E, nesse ponto, se não é exigível do segurado a devolução das verbas por seu caráter alimentar, não haveria que se falar em enriquecimento ilícito. Até porque o recebimento das verbas não foi indevido ou ilícito, as mesmas restaram "consumidas" e não é exigível do segurado a devolução.
5.das sugestões de modificação legislativa - projeto de lei nº 7.154/2002
O Deputado Inaldo Leitão apresentou em 2002 o Projeto de Lei de nº 7.154, tendo por objetivo acrescentar o parágrafo único do artigo 54 da Lei 8.213/91, que teria o seguinte teor:
As aposentadorias por tempo de contribuição e especial concedidas pela Previdência Social, na forma da lei, poderão, a qualquer tempo, ser renunciadas pelo Beneficiário, ficando asseguradas a contagem de tempo de contribuição que serviu de base para a concessão do benefício.
O projeto foi então modificado pela Comissão de Constituição e Justiça e Cidadania, tendo sido transferida a modificação para a seção que cuida da contagem de tempo recíproca de tempo de serviço, mediante a alteração do art. 96, com nova redação a uma dos incisos e acréscimo de um parágrafo único. Vejamos a redação final do referido projeto:
Art. 96 (...)
III – não será contado por um regime previdenciário o tempo de contribuição utilizado para fins de aposentadoria concedida por outro, salvo na hipótese de renúncia ao benefício;
(...)
Parágrafo único. Na hipótese de renúncia à aposentadoria devida pelo Regime Geral da Previdência Social, somente será contado o tempo correspondente a sua percepção para fins de obtenção de benefício por outro regime previdenciário, mediante indenização da respectiva contribuição, com os acréscimos previstos no inciso IV do caput deste artigo.

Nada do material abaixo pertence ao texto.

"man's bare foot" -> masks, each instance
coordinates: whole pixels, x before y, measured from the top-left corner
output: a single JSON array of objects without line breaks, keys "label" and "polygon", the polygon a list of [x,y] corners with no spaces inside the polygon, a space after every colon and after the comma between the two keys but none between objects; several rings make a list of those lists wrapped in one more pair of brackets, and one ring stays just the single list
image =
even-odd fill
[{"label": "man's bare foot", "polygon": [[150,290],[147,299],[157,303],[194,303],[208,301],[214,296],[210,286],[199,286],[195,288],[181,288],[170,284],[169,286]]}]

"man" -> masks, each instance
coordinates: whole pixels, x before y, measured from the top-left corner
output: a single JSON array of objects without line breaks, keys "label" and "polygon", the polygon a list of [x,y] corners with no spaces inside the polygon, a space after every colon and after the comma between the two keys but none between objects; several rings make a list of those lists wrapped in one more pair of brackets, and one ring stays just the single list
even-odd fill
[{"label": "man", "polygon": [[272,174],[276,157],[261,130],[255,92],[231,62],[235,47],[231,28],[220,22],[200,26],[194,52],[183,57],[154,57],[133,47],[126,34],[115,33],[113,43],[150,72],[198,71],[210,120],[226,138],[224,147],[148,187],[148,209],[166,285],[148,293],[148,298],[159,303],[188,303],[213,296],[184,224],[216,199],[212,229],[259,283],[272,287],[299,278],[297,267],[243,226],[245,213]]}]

6.críticas a respeito do projeto de lei nº 7.154/2002
No nosso entender, se o projeto for convertido em Lei, vai ao menos trazer a vantagem da previsão legal da desaposentação, ou seja, da possibilidade de renúncia da aposentadoria.
Claro que podemos interpretar o retorno ao trabalho ou à atividade especial como formas de renúncias tácitas para a aposentadoria por invalidez ou especial, respectivamente. Entretanto, isso não tem sido o bastante para que o INSS aceite, administrativamente, a desaposentação nos demais casos.
Logo, uma previsão mais expressa da Lei no tocante a possibilidade de renúncia, por si só, já seria benéfico para o sistema previdenciário brasileiro. Entretanto, a redação trazida, tanto no projeto original quanto no projeto modificado, deixa inúmeras duvidas. Vejamos algumas:
No caso do projeto original, a redação prevê apenas a possibilidade de renúncia no caso de aposentados especial e por tempo de serviço. Isso deixa de fora os aposentados por idade. No nosso entender, não existe justificativa jurídica para essa diferenciação. Existiria aí um grave atentado ao princípio da isonomia, constante em nossa CF no art. 5º caput.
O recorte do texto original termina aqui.